Ada Apa dengan KOIN?
Bermula dari kehangatan dan keakraban itu, siswa SDNU dan orang tuanya terasa begitu erat dalam kekeluargaan. HM. Lutfi Hamid, Ketua Komite Sekolah SDNU, menegaskan bahwa orang tua siswa merasakan kehangatan yang sangat, apalagi dibarengi doa para sesepuh dan kyai yang selalu datang setiap saat. Orang tua siswa merasa sangat senang, sangat bangga, apalagi anak-anaknya makin peduli dengan sesamanya.
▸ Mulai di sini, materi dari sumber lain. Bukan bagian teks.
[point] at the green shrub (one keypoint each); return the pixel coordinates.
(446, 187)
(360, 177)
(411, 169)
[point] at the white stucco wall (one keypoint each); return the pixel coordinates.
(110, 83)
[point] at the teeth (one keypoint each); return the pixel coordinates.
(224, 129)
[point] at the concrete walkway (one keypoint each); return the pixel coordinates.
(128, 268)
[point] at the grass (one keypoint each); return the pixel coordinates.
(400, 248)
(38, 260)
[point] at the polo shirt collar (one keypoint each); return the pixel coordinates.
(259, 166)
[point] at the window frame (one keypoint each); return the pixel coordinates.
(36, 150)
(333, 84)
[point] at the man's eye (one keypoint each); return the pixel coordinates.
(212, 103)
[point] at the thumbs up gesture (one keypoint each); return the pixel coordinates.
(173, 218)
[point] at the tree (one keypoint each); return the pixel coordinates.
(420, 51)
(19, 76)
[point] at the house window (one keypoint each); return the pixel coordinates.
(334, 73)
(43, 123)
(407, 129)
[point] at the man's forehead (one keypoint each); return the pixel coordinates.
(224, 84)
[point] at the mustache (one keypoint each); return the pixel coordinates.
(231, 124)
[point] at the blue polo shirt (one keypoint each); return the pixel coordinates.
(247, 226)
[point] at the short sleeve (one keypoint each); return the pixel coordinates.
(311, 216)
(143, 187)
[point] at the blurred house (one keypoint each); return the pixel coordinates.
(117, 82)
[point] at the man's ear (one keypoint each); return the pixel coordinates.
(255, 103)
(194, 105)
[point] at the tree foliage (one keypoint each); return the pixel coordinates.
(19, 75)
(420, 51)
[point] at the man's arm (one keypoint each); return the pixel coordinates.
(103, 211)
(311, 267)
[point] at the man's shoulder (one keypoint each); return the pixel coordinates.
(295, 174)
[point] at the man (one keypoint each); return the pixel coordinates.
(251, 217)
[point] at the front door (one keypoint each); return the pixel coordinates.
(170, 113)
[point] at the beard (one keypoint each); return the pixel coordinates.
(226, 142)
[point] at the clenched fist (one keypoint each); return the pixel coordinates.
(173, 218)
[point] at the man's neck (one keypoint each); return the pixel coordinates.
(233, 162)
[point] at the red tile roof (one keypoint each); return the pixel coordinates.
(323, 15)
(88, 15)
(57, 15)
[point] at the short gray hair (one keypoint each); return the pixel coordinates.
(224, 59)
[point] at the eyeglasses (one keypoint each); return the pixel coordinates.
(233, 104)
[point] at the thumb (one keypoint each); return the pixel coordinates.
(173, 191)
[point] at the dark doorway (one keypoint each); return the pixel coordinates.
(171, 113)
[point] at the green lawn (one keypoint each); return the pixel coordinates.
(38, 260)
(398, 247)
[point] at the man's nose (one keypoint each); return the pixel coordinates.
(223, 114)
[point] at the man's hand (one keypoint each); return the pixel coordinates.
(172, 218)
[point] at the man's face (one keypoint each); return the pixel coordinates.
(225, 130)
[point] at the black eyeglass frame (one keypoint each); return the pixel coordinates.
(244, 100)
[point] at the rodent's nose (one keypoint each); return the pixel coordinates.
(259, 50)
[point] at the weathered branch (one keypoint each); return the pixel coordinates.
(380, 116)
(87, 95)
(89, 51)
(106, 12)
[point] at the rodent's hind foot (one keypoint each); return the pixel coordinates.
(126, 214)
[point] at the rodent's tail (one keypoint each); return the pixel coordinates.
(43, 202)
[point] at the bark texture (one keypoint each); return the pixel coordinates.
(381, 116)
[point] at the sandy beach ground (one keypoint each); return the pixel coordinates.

Dari sinilah, lanjut Lutfi, Komite Sekolah mendapatkan saran dari para orang tua siswa untuk membuat Kotak Infak (KOIN) untuk para siswa. KOIN ini dimaksudkan agar anak-anak ketika mempunyai uang receh bisa dimasukkan KOIN. Komite Sekolah sudah sepakat kalau KOIN itu nanti digunakan untuk membantu sesama yang sedang terkena musibah. Atau untuk siswa SDNU yang sedang kesusahan, atau ada orang tua yang sedang kesulitan.
“Kita kerjasama dengan pihak sekolah. KOIN ini dimaksudkan agar para siswa di rumah mempunyai semangat berbela rasa kepada sesama. Para guru juga diminta ikut memberikan pemahaman kepada siswa bahwa KOIN agar sebagai wujud kepedulian kepada saudara yang lebih membutuhkan. Alhamdulillah, pihak sekolah ikut menyepakati. Walaupun pelaksananya tetap Komite Sekolah,” tegas Lutfi.
Terkait KOIN ini, Fauzan, Kepala Sekolah, menjelaskan bahwa selama program itu baik dan memberikan nilai tambah dalam membangun karakter siswa, maka pihak sekolah akan selalu mendukung. Apalagi semua itu dalam rangka membangun kepedulian dan kehangatan bagi sesama.
“Pihak sekolah bukannya tinggal diam. Para guru juga tidak mau ketinggalan untuk ikut serta meminta KOIN, agar bisa ikut berbagi dengan sesama. Jadi, para guru juga terdepan untuk ikut memasukkan uang dalam KOIN,” lanjut Fauzan.
Walaupun awalnya ide KOIN ini sederhana, kini semua orang tua siswa meminta KOIN di rumahnya. Tidak sedikit yang meminta KOIN tidak hanya satu, ada yang sampai tiga, empat dan lima. Sesuai dengan jumlah anggota keluarga masing-masing. Kehangatan dan keakraban begitu dekat antara sekolah dan rumah. Ini yang sangat membahagiakan para orang tua, karena berawal dari situlah anak-anak mempunyai semangat belajar dalam menggapai cita-cita.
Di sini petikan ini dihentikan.